When I mention the word “charitable” you might think of raising awareness of various issues or raising money to find solutions for those issues. But when I mention charity in the context of this article I don’t mean acts of philanthropy, I mean: The Philosophical Principle of Charity. When I ask the question specifically about School of the Art Institute of Chicago (SAIC), I mean the faculty and students who work and learn at the school.
The principle of charity is a philosophical idea that is used when processing opposing views. There are a few simple elements to this principle. The first requires someone to suspend their own belief while attempting to understand someone else’s. For thoughtful and charitable dialogue, you must assume that new ideas or facts are true even if your initial reaction is to disagree.This is not to say you should completely abandon your beliefs forever. When discussing opposing views, you have to understand that the person you’re talking to has a set of beliefs that may not match yours, and to attack them using a set of beliefs they don’t align with is no good. So then, if you are interested in talking — or maybe even debating — you have to first understand that person’s beliefs and ideas.
Seeking understanding before you disagree or seek contradictions is a powerful tool. If you do not understand an opposing argument, how could you possibly make any progress in actually opposing that view? When seeking this understanding: It is charitable to interpret the opposing idea as reasonable and as persuasive. Often when we reiterate opposing ideas, we do so in the least charitable way as an effort to make someone look stupid. But this actually doesn’t help anyone’s argument.

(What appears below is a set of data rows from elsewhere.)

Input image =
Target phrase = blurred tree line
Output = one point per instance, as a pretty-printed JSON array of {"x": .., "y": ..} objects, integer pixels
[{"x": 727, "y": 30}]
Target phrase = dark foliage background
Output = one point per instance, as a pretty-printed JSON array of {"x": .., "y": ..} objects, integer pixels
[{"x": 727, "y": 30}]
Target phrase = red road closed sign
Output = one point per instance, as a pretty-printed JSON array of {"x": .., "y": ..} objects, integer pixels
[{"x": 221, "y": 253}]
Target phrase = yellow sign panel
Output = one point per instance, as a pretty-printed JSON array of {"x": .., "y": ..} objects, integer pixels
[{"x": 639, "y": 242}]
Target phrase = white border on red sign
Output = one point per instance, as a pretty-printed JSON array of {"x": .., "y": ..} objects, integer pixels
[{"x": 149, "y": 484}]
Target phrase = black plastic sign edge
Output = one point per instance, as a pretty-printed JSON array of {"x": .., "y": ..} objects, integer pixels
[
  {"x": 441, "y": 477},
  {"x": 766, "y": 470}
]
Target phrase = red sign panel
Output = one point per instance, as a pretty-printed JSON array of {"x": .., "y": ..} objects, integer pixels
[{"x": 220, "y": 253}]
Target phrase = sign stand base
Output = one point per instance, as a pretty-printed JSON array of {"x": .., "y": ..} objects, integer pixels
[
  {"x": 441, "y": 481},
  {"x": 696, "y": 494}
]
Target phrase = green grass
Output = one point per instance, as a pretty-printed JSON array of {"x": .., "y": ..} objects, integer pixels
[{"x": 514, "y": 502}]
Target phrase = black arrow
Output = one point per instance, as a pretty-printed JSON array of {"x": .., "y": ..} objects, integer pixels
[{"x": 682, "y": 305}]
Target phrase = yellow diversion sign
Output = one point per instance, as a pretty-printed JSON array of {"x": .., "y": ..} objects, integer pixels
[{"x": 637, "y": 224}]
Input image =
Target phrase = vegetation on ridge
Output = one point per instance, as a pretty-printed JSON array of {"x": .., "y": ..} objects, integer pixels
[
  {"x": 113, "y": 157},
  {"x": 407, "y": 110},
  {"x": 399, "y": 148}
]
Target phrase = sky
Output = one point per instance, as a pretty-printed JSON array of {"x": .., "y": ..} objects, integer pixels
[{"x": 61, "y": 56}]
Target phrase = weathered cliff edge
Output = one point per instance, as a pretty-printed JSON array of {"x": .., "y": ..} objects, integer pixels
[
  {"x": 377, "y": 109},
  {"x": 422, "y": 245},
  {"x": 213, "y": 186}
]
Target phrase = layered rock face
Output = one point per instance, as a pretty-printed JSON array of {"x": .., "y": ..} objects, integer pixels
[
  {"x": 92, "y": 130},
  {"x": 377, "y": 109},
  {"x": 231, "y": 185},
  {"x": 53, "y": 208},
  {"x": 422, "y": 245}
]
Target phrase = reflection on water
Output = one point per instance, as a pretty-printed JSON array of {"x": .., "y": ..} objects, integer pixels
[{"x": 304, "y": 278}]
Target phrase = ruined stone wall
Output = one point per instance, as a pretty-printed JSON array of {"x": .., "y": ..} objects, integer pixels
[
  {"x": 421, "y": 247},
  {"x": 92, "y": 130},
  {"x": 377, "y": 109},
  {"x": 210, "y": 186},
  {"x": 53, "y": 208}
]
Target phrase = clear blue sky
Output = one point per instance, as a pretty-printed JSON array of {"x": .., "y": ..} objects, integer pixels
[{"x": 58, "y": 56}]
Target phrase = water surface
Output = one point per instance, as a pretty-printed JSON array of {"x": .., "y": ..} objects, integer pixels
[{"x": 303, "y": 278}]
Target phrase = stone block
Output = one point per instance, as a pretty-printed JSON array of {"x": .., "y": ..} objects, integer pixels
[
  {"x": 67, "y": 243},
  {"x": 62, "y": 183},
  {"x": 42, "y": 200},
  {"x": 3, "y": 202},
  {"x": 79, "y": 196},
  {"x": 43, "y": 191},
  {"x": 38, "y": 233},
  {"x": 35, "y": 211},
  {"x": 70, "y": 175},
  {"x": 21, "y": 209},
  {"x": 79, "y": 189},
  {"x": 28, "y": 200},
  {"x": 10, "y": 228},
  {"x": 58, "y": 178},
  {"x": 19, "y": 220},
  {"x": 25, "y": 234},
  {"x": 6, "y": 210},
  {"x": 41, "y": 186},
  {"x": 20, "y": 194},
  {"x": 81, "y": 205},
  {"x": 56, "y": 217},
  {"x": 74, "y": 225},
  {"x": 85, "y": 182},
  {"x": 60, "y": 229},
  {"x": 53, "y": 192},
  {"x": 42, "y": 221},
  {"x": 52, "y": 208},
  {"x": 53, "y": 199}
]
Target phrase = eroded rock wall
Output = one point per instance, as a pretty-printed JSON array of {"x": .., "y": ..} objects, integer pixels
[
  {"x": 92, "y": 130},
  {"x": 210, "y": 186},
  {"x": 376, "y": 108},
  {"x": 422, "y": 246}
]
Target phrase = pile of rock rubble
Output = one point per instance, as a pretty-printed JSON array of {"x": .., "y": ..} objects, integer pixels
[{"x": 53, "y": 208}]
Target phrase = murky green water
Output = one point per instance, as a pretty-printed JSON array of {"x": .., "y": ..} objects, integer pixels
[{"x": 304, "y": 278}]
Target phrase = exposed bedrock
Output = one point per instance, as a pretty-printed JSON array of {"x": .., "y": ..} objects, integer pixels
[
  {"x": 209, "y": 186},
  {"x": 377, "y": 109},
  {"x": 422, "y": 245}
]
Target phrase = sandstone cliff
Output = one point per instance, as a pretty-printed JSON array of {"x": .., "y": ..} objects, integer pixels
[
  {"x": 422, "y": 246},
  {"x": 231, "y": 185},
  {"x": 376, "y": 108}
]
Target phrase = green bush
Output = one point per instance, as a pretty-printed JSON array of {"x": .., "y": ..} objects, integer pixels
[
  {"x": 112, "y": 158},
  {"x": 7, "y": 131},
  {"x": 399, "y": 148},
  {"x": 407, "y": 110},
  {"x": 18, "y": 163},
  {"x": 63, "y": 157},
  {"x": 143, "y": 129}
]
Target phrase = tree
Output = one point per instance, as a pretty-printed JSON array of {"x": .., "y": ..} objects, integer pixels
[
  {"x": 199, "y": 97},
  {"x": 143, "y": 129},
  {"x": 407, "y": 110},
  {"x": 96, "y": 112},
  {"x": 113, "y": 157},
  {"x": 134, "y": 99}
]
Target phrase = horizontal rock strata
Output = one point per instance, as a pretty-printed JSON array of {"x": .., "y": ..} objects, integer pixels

Okay. That was a lot of philosophical talk, and even I’m annoyed with myself. But this is more than just philosophy. I am willing to bet we have all been in situations where we wish someone could have been charitable towards us but didn’t have the phrase to name the situation. Here are some examples in real life that would be more productive with some charity:
So, you’re sitting in a critique and your piece is on the wall and the silence is thick. The sleepy art folk type who smells like incense and angst begins speaking whilst waving their hand in a circular motion in the air or perhaps near their chest. And they say something along the lines of: “Your stitch work on the pink border of your Kim Kardashian quilt looks sloppy. You must be lazy or bad at sewing.” Everyone agrees that you are indeed bad at sewing.
But a quick application of charity would assume that you are an artist who has intention behind the decisions made in your work. Sleepy-angsty-art-person remembers the principle of charity and recalculates their comment: “I wonder why you chose to make the pink border on your Kim Kardashian quilt with jagged edges? Maybe it reflects the hectic lifestyle of a modern day celeb?” Everyone begins a thoughtful discussion contemplating the decisions of that artist and how it changes the meaning of the artwork.
I think just about everyone has experienced a situation similar to this, but this is way bigger than our sub-subculture of American Art College situated in the middle of Chicago, Illinois. And it’s clear that this sub-subculture is not charitable to the slightest degree, even when it comes to our specialty: art. Outside of art, the school is not particularly charitable when it comes to politics either. This is where the bigger picture comes in and this is the part that changes everything.
What if we were charitable in our political discussions? How would this sew up the scars of the political divide? For example, at first glance an uncharitable person might think that pro-choicers just want to kill babies or pro-lifers just want everyone to submit to their religious convictions. Most people are content in believing either of these arguments, but further investigation and simple conversations with people of opposing views would reveal more logical arguments — maybe that pro-choicers don’t want a mistake or tragedy to harm someone’s life long term or that pro-lifers don’t want their tax dollars spent on a practice that contradicts their religious convictions.
I think as individuals we have to really look into ourselves and ask: Why is it easier to assume that opposing views are completely illegitimate? It is scary simple when you treat people as if they are people and not evil demons who want to destroy the world.